Le prix du carbone est calculé en prenant en compte les taxes sur le carbone et les prix des permis d’émission échangeables entre entreprises.

Selon le rapport de l’OCDE, le déficit de tarification du carbone qui compare le prix réel du carbone et les coûts réels du changement climatique, estimés à 30 euros) était de 76.5 % en 2018 contre 83 % observés en 2012. Au rythme de l’augmentation du prix du carbone constatée ces dernières années, la compensation intégrale ne sera atteinte qu’en 2095. Cette évaluation du coût carbone est contestée par de nombreux experts qui la considèrent comme trop faible. Ils souhaitent la porter à 60 euros.

C’est dans le secteur des transports routiers que le déficit de tarification du carbone est le plus bas (21 % si l’on utilise la référence de 30 euros) et dans l’industrie qu’il est le plus élevé (91 %). Il est supérieur à 80 % dans le secteur de l’électricité et dans le secteur résidentiel et commercial. En revanche, dans l’industrie et dans le secteur résidentiel et commercial, les émissions sont très peu taxées.

 Déficit de tarification du carbone par secteur

Déficit de tarificationà 30 euros Déficit de tarificationà 60 euros
Agriculture et pêche 64 % 78 %
Electricité 84 % 92 %
Industrie 91 % 95 %
Transport non routier 56 % 75 %
Résidentiel et commercial 87 % 93 %
Transport routier 21 % 58 %

Source : OCDE

 

L’analyse des prix du carbone en 2015 met en évidence de fortes variations entre pays, le déficit de tarification allant de 27 % en Suisse à plus de 90 % dans certaines économies émergentes. La Corée, la France, l’Inde, le Mexique et le Royaume‑Uni ont sensiblement réduit leur déficit de tarification entre 2012 et 2015. Toutefois, en 2015, il n’y avait toujours que 12 pays, sur les 42 étudiés, qui présentaient un déficit inférieur à 50 %.

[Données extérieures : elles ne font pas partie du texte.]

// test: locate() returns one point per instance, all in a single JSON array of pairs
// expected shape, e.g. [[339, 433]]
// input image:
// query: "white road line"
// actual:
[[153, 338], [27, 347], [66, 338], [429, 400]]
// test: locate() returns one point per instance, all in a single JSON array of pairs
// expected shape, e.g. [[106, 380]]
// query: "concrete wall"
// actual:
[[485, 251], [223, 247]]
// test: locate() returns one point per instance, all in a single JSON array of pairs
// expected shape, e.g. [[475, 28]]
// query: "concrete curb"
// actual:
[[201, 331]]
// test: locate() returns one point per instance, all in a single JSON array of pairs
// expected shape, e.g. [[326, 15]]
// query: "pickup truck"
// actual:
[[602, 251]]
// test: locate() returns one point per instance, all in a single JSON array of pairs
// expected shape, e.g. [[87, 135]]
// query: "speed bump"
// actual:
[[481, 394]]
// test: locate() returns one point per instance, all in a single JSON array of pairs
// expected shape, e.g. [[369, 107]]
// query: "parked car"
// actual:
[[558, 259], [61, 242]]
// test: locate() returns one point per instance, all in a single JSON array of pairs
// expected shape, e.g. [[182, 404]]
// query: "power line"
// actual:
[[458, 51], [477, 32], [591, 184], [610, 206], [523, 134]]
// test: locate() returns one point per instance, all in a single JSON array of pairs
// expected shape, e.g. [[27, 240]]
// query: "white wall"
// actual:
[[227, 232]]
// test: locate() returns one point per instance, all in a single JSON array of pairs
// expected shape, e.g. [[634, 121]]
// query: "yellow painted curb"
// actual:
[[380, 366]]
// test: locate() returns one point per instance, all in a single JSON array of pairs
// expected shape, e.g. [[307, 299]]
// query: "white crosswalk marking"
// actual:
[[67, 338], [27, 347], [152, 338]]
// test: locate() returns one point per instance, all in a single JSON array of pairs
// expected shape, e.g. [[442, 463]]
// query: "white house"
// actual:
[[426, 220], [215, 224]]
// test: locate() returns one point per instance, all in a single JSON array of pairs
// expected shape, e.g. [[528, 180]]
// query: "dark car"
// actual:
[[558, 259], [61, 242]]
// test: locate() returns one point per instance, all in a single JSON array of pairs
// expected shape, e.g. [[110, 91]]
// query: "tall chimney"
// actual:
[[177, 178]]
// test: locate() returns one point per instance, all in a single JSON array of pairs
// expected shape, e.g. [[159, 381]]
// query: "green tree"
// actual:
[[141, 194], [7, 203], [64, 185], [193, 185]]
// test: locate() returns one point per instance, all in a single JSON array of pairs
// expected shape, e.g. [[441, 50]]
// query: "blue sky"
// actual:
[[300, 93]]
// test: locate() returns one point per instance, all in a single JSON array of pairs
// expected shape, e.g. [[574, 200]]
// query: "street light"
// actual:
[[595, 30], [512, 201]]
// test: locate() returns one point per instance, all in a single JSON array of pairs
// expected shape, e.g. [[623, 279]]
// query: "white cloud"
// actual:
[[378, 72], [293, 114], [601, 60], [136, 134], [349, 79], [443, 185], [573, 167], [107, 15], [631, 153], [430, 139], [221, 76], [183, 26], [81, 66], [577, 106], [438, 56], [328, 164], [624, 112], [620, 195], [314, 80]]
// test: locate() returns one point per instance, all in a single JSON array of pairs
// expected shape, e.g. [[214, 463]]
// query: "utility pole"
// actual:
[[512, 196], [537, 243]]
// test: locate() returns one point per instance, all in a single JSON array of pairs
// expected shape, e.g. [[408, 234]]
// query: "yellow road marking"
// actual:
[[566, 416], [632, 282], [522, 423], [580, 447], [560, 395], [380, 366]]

De nouvelles initiatives de tarification du carbone dans certains pays membres de l’OCDE, comme le système d’échange de permis d’émission de la Chine, permettent un des changements de comportement. La France a, de son côté, après plusieurs décennies d’hésitation, décidé d’accroître la taxation du gazole, ce qui devrait réduire son déficit de tarification.  La mise en place d’une politique en faveur de la tarification du carbone dans le secteur de l’électricité au Royaume-Uni s’est accompagnée d’une diminution de 58 % des émissions de carbone.

Les pays à faible déficit de tarification du carbone affichent également un PIB moins intensif en carbone, prouvant l’efficacité de ce système. Néanmoins, il peut y avoir un biais. En effet, la faible dépendance aux énergies carbonées peut inciter les pays en question à adopter une tarification élevée du carbone qui ne nuira pas à leur compétitivité.

L’OCDE souligne que la taxation est aujourd’hui plus efficace que les permis d’émission. Ces derniers sont utiles à condition que leur prix se situe à un niveau élevé conforme à la réalité et que le marché soit transparent et non spéculatif. Les taxes présentent l’avantage d’être faciles à administrer, notamment si elles viennent se greffer sur le régime fiscal existant.